Page MenuHomePhabricator

[WIP] Index-while-building
Needs ReviewPublic

Authored by jkorous on Jul 8 2019, 8:20 PM.

Details

Summary

The entry points are EmitIndexAction and GenerateIndexAction classes.

Diff Detail

Event Timeline

jkorous created this revision.Jul 8 2019, 8:20 PM
Herald added a project: Restricted Project. · View Herald TranscriptJul 8 2019, 8:20 PM

Thanks for sharing this! I hope I will have time to dig into more detail.

At a high level, my main question is around layering.
Until now, lib/Index has mostly been a pretty abstract framework: it gathers information from ASTs and exposes it to callers, who then decide what to do with it.
This has served clangd pretty well: we've been able to hook into it, use our own storage, fix the occasional bug, and avoid a bunch of custom tree traversals.
My understanding is that historically XCode has used it in similar ways by out-of-tree consumers (possibly via libclang?)

This patch introduces another concrete consumer in-tree, which is great - making uses more visible helps everyone understand and change the API.
It's also well-layered! But much of it's in the Index library, which makes the layering more fragile:

  • it's unclear to me whether strict layering is intended here - there seem to be a couple of violations (though this is preview code)
  • it's not going to be clear to people arriving at the code which dependencies are OK, and whether IWB is special or one client of many
  • as it stands, there's no technical enforcement of layering (so it may rot), nor a way to depend on the abstract part but not the concrete part. This makes changes to the concrete part scarier.

If the currently-abstract parts Index becomes coupled to IWB over time, it'll be a regression for how clangd is using the library. Maybe we can converge on the concrete consumers too, but carefully (and not necessarily!)

Can we move the concrete parts to IndexStore directories (both header and impls)? (EmitIndexAction, DeclOccurrenceGenerator, IndexDataFormat, IndexDataStore, IndexRecordWriter, PathStorage, half of IndexOptions, BitstreamUtil, FSUtil, FileIndexRecord)

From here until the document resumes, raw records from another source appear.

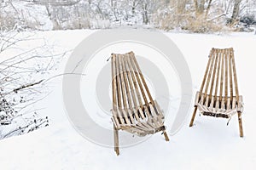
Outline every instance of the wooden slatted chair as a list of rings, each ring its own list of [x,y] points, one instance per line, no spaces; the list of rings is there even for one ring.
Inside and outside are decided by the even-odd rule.
[[[133,52],[125,54],[112,54],[112,91],[114,133],[114,150],[119,154],[119,130],[125,130],[138,136],[162,131],[164,116],[159,105],[153,99]]]
[[[213,94],[214,92],[214,94]],[[243,137],[242,96],[239,95],[233,48],[212,48],[199,92],[189,127],[193,126],[197,108],[204,116],[230,118],[237,113],[240,136]]]

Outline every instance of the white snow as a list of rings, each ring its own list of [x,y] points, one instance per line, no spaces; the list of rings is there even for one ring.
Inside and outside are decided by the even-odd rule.
[[[72,49],[94,31],[43,31],[38,35]],[[189,128],[191,105],[186,123],[177,133],[169,136],[170,142],[156,133],[139,144],[120,148],[120,155],[117,156],[113,148],[95,144],[73,129],[65,112],[61,77],[58,77],[51,80],[52,93],[37,104],[45,108],[40,114],[49,116],[49,127],[1,140],[1,169],[254,169],[256,36],[253,33],[165,34],[174,41],[188,62],[194,94],[201,84],[210,49],[234,48],[238,86],[245,103],[244,138],[239,137],[236,116],[226,126],[226,119],[197,115],[194,127]],[[63,72],[66,61],[67,59],[55,74]],[[172,118],[172,113],[167,116]]]

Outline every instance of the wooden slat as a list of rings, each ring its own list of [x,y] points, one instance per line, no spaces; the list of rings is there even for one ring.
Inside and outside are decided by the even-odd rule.
[[[206,83],[206,80],[207,80],[207,75],[208,75],[209,66],[210,66],[210,64],[212,60],[212,52],[213,52],[213,48],[212,48],[212,50],[210,52],[210,54],[209,54],[208,63],[207,63],[207,70],[206,70],[204,78],[203,78],[203,81],[202,81],[202,83],[201,83],[201,88],[200,88],[199,96],[201,95],[204,86],[205,86],[205,83]]]
[[[137,86],[137,83],[136,83],[136,82],[132,82],[132,77],[131,76],[133,75],[132,75],[131,71],[129,68],[129,64],[127,63],[127,54],[125,55],[124,64],[125,64],[125,67],[124,68],[125,68],[125,71],[126,71],[126,74],[127,74],[126,75],[127,76],[126,78],[128,79],[128,82],[129,82],[129,87],[130,87],[129,89],[131,90],[131,99],[132,99],[132,102],[133,102],[133,106],[131,105],[131,102],[130,103],[130,105],[131,105],[131,109],[132,109],[133,114],[135,115],[135,117],[136,117],[137,121],[140,121],[140,117],[138,116],[138,106],[137,106],[138,105],[137,105],[137,98],[135,96],[135,88],[134,88],[134,87]],[[128,84],[128,82],[127,82],[127,84]],[[131,107],[131,105],[130,105],[130,107]],[[135,109],[133,109],[133,107]]]
[[[219,101],[222,101],[223,93],[223,82],[224,82],[224,55],[221,53],[221,75],[220,75],[220,88],[219,88]]]
[[[234,50],[231,48],[231,58],[232,58],[232,64],[233,64],[233,74],[234,74],[234,82],[235,82],[235,89],[236,89],[236,101],[239,101],[239,93],[238,93],[238,84],[237,84],[237,76],[236,76],[236,64],[234,59]]]
[[[112,101],[112,104],[113,104],[113,110],[116,111],[116,109],[117,109],[117,104],[116,104],[116,91],[117,91],[117,81],[116,81],[116,70],[115,70],[115,60],[116,60],[116,56],[115,54],[112,54],[112,65],[111,65],[111,67],[112,67],[112,96],[113,96],[113,101]]]
[[[120,84],[121,84],[121,94],[122,94],[122,99],[123,99],[123,108],[124,110],[121,110],[122,114],[125,117],[125,122],[128,126],[131,126],[131,122],[130,119],[128,118],[127,115],[128,115],[128,108],[127,108],[127,99],[126,99],[126,93],[125,93],[125,80],[124,80],[124,75],[123,75],[123,68],[122,68],[122,65],[121,65],[121,60],[122,60],[123,56],[119,54],[118,55],[118,61],[119,61],[119,76],[120,77]]]
[[[229,75],[228,75],[228,52],[226,49],[224,49],[224,56],[225,56],[225,105],[227,104],[227,99],[228,99],[228,82],[229,82]]]
[[[150,100],[151,104],[154,105],[154,99],[153,99],[153,98],[152,98],[152,96],[151,96],[151,94],[150,94],[149,89],[148,89],[148,85],[147,85],[147,83],[146,83],[146,81],[145,81],[145,78],[144,78],[144,76],[143,76],[143,74],[142,73],[142,71],[141,71],[141,69],[140,69],[140,67],[139,67],[139,65],[137,64],[137,60],[135,59],[135,56],[134,56],[133,52],[131,52],[131,57],[132,57],[133,62],[134,62],[135,65],[136,65],[136,67],[137,67],[137,71],[138,71],[138,73],[139,73],[139,75],[140,75],[140,77],[141,77],[141,79],[142,79],[142,81],[143,81],[143,85],[144,85],[144,88],[145,88],[145,89],[146,89],[146,92],[147,92],[147,94],[148,94],[148,98],[149,98],[149,100]]]
[[[207,82],[206,89],[205,89],[205,95],[204,95],[205,99],[206,99],[207,92],[208,92],[208,87],[209,87],[209,84],[210,84],[210,80],[211,80],[211,76],[212,76],[213,64],[214,64],[214,60],[216,59],[216,56],[214,56],[214,51],[215,51],[215,49],[213,49],[213,52],[212,53],[212,60],[211,67],[210,67],[210,71],[209,71],[209,73],[208,73]]]
[[[129,54],[129,58],[128,58],[128,60],[130,60],[130,62],[131,63],[131,66],[132,66],[132,69],[133,69],[133,72],[135,74],[135,76],[137,78],[137,82],[139,85],[139,88],[140,88],[140,92],[142,93],[143,94],[143,100],[144,100],[144,103],[146,105],[148,104],[148,99],[147,99],[147,97],[146,97],[146,94],[145,94],[145,92],[144,92],[144,89],[143,89],[143,84],[141,82],[141,80],[140,80],[140,76],[139,76],[139,72],[137,71],[137,68],[136,67],[136,65],[134,63],[134,60],[132,60],[132,54]],[[147,105],[148,106],[148,105]]]
[[[230,69],[230,100],[233,101],[233,75],[232,75],[232,51],[229,50],[229,69]]]
[[[135,71],[133,70],[132,65],[131,65],[131,60],[129,60],[129,58],[130,57],[127,56],[126,59],[125,59],[125,61],[128,64],[130,74],[131,76],[131,79],[132,79],[133,85],[134,85],[134,88],[135,88],[135,92],[136,92],[136,94],[137,94],[137,97],[140,107],[143,108],[143,100],[142,100],[142,98],[141,98],[141,94],[139,93],[138,87],[137,87],[137,81],[136,81],[136,77],[134,76]]]
[[[213,74],[212,74],[212,84],[211,84],[210,94],[209,94],[209,101],[211,103],[212,103],[212,91],[213,91],[213,87],[214,87],[214,81],[215,81],[215,76],[216,76],[217,64],[218,64],[218,50],[215,50],[215,51],[216,51],[214,53],[215,64],[214,64]]]
[[[221,60],[222,60],[221,53],[218,53],[218,63],[217,78],[216,78],[216,83],[215,83],[214,102],[217,101],[218,80],[219,80],[219,74],[220,74],[219,71],[220,71],[220,65],[221,65]]]

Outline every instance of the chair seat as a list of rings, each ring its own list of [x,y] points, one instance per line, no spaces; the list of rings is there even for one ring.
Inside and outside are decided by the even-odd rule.
[[[239,96],[239,101],[236,102],[236,96],[233,98],[225,98],[219,96],[212,96],[209,94],[196,93],[195,105],[198,106],[199,110],[204,116],[215,117],[230,118],[237,112],[242,112],[242,96]]]
[[[158,106],[157,102],[155,100],[154,102]],[[144,105],[143,110],[140,107],[126,110],[125,109],[118,109],[117,111],[112,110],[112,121],[117,129],[122,129],[138,136],[154,134],[166,129],[163,124],[164,116],[160,108],[155,109],[157,112],[149,103],[149,107]]]

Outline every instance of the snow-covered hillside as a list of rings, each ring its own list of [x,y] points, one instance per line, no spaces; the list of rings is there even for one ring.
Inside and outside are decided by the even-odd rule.
[[[36,34],[63,48],[72,49],[95,31],[55,31]],[[117,156],[113,148],[93,144],[74,130],[65,111],[61,76],[58,76],[50,80],[51,94],[36,104],[36,107],[44,108],[40,114],[49,116],[49,126],[22,136],[1,140],[0,168],[254,169],[255,35],[165,34],[177,45],[188,62],[194,94],[201,84],[210,49],[212,47],[234,48],[239,89],[245,103],[242,116],[244,138],[239,137],[236,116],[227,126],[225,119],[197,115],[195,126],[189,128],[193,111],[191,105],[184,126],[177,133],[170,136],[170,142],[166,142],[160,133],[156,133],[139,144],[120,148],[120,155]],[[67,60],[67,57],[55,74],[63,73]],[[173,115],[169,113],[167,116],[172,117]],[[109,119],[105,121],[106,123],[111,123]],[[166,126],[168,133],[168,127],[172,125]]]

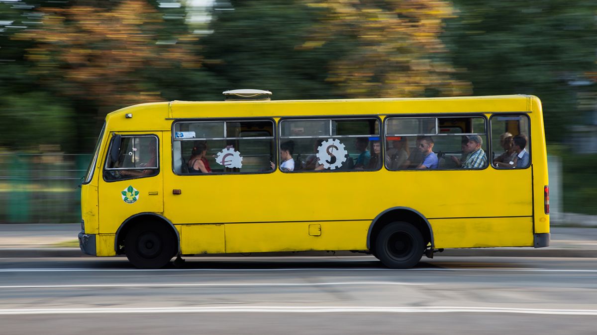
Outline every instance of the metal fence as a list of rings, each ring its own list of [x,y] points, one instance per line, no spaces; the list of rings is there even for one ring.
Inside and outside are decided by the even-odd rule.
[[[0,224],[81,222],[89,154],[0,154]]]

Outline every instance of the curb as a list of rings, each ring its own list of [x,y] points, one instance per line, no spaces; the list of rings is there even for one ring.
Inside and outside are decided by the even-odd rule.
[[[208,257],[274,257],[274,256],[369,256],[365,253],[341,252],[297,252],[251,253],[248,254],[206,255]],[[197,255],[193,257],[202,257]],[[597,258],[597,249],[567,248],[479,248],[448,249],[433,254],[437,257],[561,257]],[[89,258],[79,248],[0,248],[0,258]],[[124,257],[119,256],[118,257]]]

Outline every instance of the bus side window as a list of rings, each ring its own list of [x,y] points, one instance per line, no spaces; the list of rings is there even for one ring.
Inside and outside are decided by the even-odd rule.
[[[528,117],[525,115],[494,116],[490,121],[493,148],[491,166],[500,169],[524,169],[530,166],[531,147]],[[516,143],[521,145],[516,145]],[[525,164],[522,164],[523,162]]]

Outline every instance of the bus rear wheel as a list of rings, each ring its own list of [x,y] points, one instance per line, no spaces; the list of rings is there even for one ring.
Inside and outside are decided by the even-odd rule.
[[[176,238],[171,229],[155,222],[137,224],[127,234],[127,258],[140,269],[165,266],[176,253]]]
[[[423,257],[423,235],[408,222],[396,222],[383,227],[376,240],[376,256],[390,269],[408,269]]]

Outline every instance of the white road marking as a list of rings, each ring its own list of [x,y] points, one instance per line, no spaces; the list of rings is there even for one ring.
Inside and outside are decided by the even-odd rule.
[[[164,313],[513,313],[552,315],[597,315],[597,309],[510,308],[475,306],[224,306],[213,307],[15,308],[0,309],[0,315],[86,314]]]
[[[336,283],[207,283],[192,284],[90,284],[78,285],[14,285],[0,286],[0,290],[13,289],[103,289],[131,287],[259,287],[272,286],[325,286],[338,285],[433,285],[424,283],[395,281],[347,281]]]
[[[93,268],[10,268],[0,269],[0,272],[270,272],[270,271],[522,271],[534,272],[597,272],[597,270],[536,269],[533,268],[417,268],[414,269],[387,269],[384,268],[279,268],[275,269],[96,269]]]

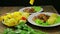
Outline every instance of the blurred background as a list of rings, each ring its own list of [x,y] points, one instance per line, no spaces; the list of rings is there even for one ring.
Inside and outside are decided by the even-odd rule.
[[[29,1],[30,0],[0,0],[0,6],[32,6],[29,4]],[[58,13],[60,13],[59,3],[59,0],[35,0],[33,6],[53,5]]]

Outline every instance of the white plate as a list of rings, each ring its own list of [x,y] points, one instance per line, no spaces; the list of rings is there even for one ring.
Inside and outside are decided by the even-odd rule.
[[[24,12],[23,10],[24,10],[25,8],[31,8],[31,7],[24,7],[24,8],[21,8],[21,9],[19,10],[19,12]],[[38,11],[38,12],[42,12],[42,11],[43,11],[43,8],[41,8],[41,10]],[[38,13],[38,12],[36,12],[36,13]],[[31,13],[31,14],[32,14],[32,13]]]
[[[53,13],[49,13],[49,12],[34,13],[34,14],[32,14],[32,15],[30,15],[30,16],[28,17],[29,23],[31,23],[31,24],[33,24],[33,25],[36,25],[36,26],[41,26],[41,27],[53,27],[53,26],[58,26],[58,25],[60,25],[60,23],[53,24],[53,25],[48,25],[48,26],[43,26],[43,25],[38,25],[38,24],[36,24],[36,23],[32,20],[32,18],[33,18],[34,16],[37,16],[38,14],[51,15],[51,14],[53,14]],[[60,15],[59,15],[59,16],[60,16]]]

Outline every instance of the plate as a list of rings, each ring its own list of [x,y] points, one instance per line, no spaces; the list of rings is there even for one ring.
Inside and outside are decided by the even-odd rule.
[[[39,24],[39,25],[36,24],[36,23],[32,20],[32,18],[33,18],[34,16],[37,16],[38,14],[51,15],[51,14],[53,14],[53,13],[49,13],[49,12],[34,13],[34,14],[32,14],[32,15],[30,15],[30,16],[28,17],[28,22],[31,23],[32,25],[40,26],[40,27],[54,27],[54,26],[60,25],[60,23],[56,23],[56,24],[52,24],[52,25],[48,25],[48,26],[43,26],[43,25],[40,25],[40,24]],[[58,16],[60,16],[60,15],[58,15]]]
[[[20,10],[19,10],[19,12],[21,11],[21,12],[24,12],[23,10],[25,9],[25,8],[31,8],[31,7],[24,7],[24,8],[21,8]],[[35,13],[39,13],[39,12],[42,12],[43,11],[43,8],[41,8],[41,10],[39,10],[38,12],[35,12]],[[31,13],[32,14],[32,13]]]

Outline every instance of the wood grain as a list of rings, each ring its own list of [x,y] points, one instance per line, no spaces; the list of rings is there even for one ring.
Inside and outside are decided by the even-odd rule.
[[[42,6],[42,7],[44,9],[44,12],[57,13],[56,9],[53,6]],[[5,13],[8,13],[8,12],[18,11],[21,8],[22,7],[0,7],[0,16],[4,15]],[[27,24],[28,24],[28,26],[32,27],[35,30],[41,30],[43,32],[47,32],[48,34],[60,34],[60,26],[47,28],[47,27],[37,27],[30,23],[27,23]],[[0,34],[3,33],[5,28],[7,28],[7,27],[4,26],[2,24],[2,22],[0,22]]]

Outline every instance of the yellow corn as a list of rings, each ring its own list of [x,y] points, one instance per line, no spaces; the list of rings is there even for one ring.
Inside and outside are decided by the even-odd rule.
[[[30,2],[29,2],[31,5],[33,5],[33,3],[34,3],[34,0],[30,0]]]

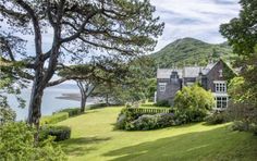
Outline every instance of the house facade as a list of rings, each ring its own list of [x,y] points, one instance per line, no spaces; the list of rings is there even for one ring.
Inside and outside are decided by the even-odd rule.
[[[209,63],[207,66],[158,69],[155,101],[167,100],[170,104],[173,104],[176,91],[184,86],[199,83],[206,90],[212,92],[216,100],[216,110],[223,110],[228,107],[227,84],[232,76],[234,76],[233,71],[222,60]]]

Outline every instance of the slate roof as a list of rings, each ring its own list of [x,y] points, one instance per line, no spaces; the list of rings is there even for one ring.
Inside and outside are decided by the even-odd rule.
[[[158,69],[157,78],[170,78],[171,72],[176,71],[179,77],[182,78],[182,69]]]
[[[208,74],[209,71],[217,64],[209,63],[207,66],[185,66],[183,69],[158,69],[157,78],[170,78],[171,72],[176,71],[179,77],[197,77],[201,72],[204,75]]]

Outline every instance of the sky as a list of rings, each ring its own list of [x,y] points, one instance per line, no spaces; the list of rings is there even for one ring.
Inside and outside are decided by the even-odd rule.
[[[236,17],[238,0],[150,0],[156,7],[155,15],[166,23],[156,51],[166,45],[184,37],[193,37],[210,44],[225,39],[219,26]]]

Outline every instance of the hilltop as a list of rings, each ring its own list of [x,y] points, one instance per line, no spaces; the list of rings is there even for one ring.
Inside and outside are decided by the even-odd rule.
[[[230,61],[233,54],[227,42],[213,45],[194,38],[183,38],[167,45],[150,57],[155,60],[156,66],[171,67],[174,64],[205,65],[211,59],[216,61],[219,58]]]

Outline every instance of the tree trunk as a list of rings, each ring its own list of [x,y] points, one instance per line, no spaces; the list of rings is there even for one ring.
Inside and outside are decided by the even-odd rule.
[[[82,101],[81,101],[81,112],[85,112],[85,108],[86,108],[86,100],[87,97],[85,95],[82,95]]]
[[[36,78],[33,84],[27,119],[28,124],[35,125],[37,129],[37,133],[34,136],[35,144],[38,143],[39,120],[41,116],[41,99],[44,95],[44,87],[41,86],[41,83],[38,82],[38,79],[39,78]]]
[[[109,95],[108,94],[106,95],[106,103],[107,103],[107,106],[109,106]]]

clang/include/clang/Index/GenerateIndexAction.h
34 ↗(On Diff #208580)

(this seems like suspicious layering, but also seems to be unused)

clang/include/clang/Index/IndexOptions.h
40

This file mixes abstract indexing stuff (IndexingOptions) with concrete (RecordingOptions)

clang/lib/Index/GenerateIndexAction.cpp
11 ↗(On Diff #208580)

I can't tell where this is used - it's suspicious if required

MaskRay removed a subscriber: MaskRay.
jkorous marked 4 inline comments as done.Jul 22 2019, 3:06 PM

Thanks for taking a look Sam!

I finished porting of all the changes on top of llvm.org master in the meantime. The updated patch contains all the code we'd like to land. Build (on macOS) and tests are fine.
I'll leave it as a single patch for now so we can finish discussion about layering and I'll split it into couple smaller patches once this is done.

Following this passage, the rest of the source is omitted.